Three months later, he’s back to work and back to normal, he says, except for one thing. “I can’t do a headstand.” Up until recently, Jim was known as a grandpa who would stand on his head to impress his grandchildren.
It has not been easy; he had to learn to walk again, he says, noting that muscle memory is a real thing. “When you have a torn muscle, your mind has to work with your muscle,” he adds, noting that while he quickly learned to walk forward, walking sideways and backwards has been challenging. “You don’t think about those little things you’re used to, like stepping around a puddle,” until you can’t.
‘A walking miracle’
Jacie calls her father “a walking miracle,” adding that it’s not the first time God has responded so lovingly. He also survived a serious stroke five years ago, and as a boy, he recovered after falling down some stairs and breaking open a vein in his arm.
Another time, her dad reached out to God in a desperate time. “He was on his knees with his Bible open, crying out for a miracle,” she says, and it was given.
Though he has a special bond with all his grandkids, Jacie says, the recent memory of her father and youngest, Carsten, 1, learning to walk together is one of her favorites. “That was a really special moment.”

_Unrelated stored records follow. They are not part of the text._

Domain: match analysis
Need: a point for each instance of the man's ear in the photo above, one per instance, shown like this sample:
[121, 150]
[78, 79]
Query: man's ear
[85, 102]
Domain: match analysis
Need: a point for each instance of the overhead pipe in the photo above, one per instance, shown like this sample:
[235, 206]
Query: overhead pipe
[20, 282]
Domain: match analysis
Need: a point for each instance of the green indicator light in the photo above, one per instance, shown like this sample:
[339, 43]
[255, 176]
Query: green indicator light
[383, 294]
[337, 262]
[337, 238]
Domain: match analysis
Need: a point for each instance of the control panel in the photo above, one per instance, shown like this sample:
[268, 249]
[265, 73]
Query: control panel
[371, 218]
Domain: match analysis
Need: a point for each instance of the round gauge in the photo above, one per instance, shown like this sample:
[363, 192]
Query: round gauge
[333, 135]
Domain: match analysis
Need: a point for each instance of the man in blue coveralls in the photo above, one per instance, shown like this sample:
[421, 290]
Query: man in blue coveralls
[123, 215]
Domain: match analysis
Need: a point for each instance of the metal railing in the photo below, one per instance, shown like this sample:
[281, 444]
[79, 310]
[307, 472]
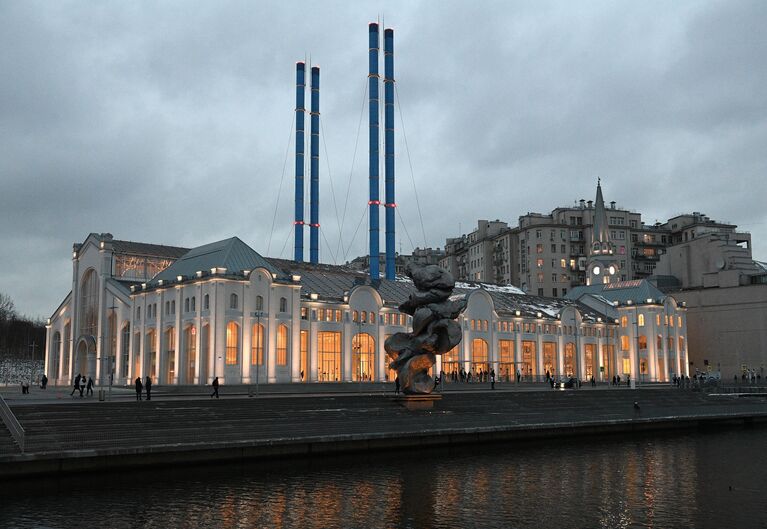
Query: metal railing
[12, 423]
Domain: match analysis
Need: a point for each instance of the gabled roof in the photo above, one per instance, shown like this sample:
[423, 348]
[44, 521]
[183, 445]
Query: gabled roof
[149, 250]
[638, 291]
[232, 254]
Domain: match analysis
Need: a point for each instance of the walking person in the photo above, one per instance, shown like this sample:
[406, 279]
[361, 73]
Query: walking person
[77, 385]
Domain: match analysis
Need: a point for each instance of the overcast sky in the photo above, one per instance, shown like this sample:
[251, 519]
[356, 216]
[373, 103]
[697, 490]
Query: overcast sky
[169, 122]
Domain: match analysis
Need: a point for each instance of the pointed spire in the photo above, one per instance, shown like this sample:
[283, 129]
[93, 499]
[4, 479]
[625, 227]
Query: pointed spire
[601, 231]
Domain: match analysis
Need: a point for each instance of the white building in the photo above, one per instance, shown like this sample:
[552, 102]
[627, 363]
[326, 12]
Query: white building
[186, 316]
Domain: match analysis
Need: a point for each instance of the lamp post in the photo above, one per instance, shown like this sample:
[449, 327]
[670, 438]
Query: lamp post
[259, 347]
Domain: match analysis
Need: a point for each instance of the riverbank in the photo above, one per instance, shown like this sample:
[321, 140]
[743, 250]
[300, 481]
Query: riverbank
[72, 436]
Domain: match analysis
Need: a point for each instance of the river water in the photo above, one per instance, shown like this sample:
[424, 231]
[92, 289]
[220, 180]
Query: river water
[713, 479]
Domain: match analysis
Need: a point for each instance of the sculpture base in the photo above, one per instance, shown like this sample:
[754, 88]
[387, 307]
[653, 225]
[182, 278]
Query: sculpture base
[417, 402]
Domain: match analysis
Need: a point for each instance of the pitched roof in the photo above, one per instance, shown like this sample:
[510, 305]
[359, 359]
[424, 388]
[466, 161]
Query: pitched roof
[232, 254]
[638, 291]
[149, 250]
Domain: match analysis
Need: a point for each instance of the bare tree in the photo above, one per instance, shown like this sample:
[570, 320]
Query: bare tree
[7, 309]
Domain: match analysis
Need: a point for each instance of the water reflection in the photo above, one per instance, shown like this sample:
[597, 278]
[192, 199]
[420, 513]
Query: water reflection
[649, 481]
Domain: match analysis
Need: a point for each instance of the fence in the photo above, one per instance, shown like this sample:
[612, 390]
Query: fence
[12, 423]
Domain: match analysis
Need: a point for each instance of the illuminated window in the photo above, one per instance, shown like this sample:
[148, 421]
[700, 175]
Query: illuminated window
[257, 345]
[232, 343]
[190, 338]
[151, 347]
[363, 357]
[304, 356]
[282, 345]
[329, 356]
[550, 357]
[479, 355]
[125, 350]
[170, 355]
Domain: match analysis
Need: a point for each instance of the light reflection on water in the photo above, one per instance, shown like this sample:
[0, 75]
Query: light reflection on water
[649, 481]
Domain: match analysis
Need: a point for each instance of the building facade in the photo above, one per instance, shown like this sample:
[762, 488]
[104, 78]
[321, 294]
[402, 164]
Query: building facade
[222, 310]
[547, 254]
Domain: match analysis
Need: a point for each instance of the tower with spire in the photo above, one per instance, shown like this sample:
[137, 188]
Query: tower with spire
[602, 265]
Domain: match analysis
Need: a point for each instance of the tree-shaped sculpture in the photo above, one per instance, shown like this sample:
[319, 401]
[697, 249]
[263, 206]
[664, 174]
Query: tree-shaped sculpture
[435, 330]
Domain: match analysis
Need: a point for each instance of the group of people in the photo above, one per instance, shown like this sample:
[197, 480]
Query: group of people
[80, 385]
[144, 387]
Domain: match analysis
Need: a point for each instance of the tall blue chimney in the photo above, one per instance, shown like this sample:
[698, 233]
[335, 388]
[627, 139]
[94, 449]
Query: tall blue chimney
[300, 111]
[389, 148]
[314, 226]
[374, 201]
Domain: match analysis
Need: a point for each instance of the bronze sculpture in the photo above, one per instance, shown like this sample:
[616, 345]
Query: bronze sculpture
[435, 331]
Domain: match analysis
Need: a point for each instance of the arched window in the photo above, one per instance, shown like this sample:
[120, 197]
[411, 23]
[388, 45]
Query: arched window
[479, 355]
[569, 359]
[151, 347]
[53, 356]
[232, 343]
[257, 345]
[125, 350]
[363, 357]
[282, 345]
[190, 339]
[89, 302]
[170, 355]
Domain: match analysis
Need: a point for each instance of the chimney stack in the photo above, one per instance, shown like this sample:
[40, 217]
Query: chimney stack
[300, 142]
[374, 201]
[314, 219]
[389, 150]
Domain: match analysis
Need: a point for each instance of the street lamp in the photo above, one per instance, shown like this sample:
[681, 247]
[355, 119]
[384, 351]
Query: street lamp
[259, 347]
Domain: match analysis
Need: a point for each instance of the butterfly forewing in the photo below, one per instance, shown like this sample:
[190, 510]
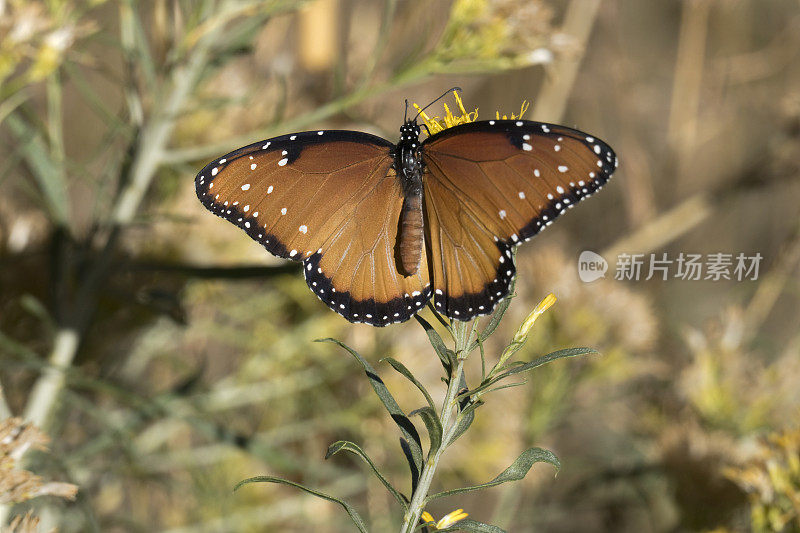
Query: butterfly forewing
[331, 199]
[488, 186]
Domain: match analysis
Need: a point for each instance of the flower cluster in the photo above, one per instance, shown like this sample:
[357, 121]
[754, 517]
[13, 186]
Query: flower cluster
[436, 124]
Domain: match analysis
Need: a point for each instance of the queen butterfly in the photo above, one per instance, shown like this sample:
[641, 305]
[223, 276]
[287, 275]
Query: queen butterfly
[381, 228]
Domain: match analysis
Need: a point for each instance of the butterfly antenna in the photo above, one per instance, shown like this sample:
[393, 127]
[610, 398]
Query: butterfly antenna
[448, 91]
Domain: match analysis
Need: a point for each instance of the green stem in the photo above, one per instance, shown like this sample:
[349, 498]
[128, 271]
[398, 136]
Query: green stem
[462, 332]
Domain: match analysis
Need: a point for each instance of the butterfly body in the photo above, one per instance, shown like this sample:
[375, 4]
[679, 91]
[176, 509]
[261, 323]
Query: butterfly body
[410, 166]
[382, 229]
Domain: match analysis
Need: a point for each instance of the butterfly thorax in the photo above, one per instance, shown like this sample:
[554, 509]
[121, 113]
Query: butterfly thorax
[408, 166]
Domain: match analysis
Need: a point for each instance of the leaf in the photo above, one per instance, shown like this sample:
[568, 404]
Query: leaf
[543, 360]
[465, 419]
[517, 471]
[497, 316]
[471, 525]
[414, 451]
[48, 174]
[401, 368]
[359, 522]
[437, 343]
[433, 425]
[354, 448]
[518, 367]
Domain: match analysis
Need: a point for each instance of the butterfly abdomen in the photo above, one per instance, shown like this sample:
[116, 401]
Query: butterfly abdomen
[411, 234]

Shortly after the accident, she sang, “Such an awesome God” at church, thinking of her dad. “It talks about how God is so mighty, so holy, so wonderful,” Jacie says. “And even if we don’t always see miracles or experience them firsthand, do we still look at God like this?”
Her sister Amber Jawaski of Texas couldn’t be here during her father’s recovery, but played a song she wrote, “ Run and Not Grow Weary ,” for him, which he says hastened his healing.
“My legs were black—there was no life there. That’s what happens to us when we don’t have Christ in our lives,” Jim says, noting the symbolism of the Resurrection that, after three days without blood flow, his legs came back to life. “I felt the hand of God. I have no earthly explanation for what happened,” he adds. “It’s way beyond luck.”
[For the sake of having a repository for my newspaper columns and articles, I reprint them here, with permission, a week after their run date. The preceding ran in The Forum newspaper on Feb. 25, 2024.]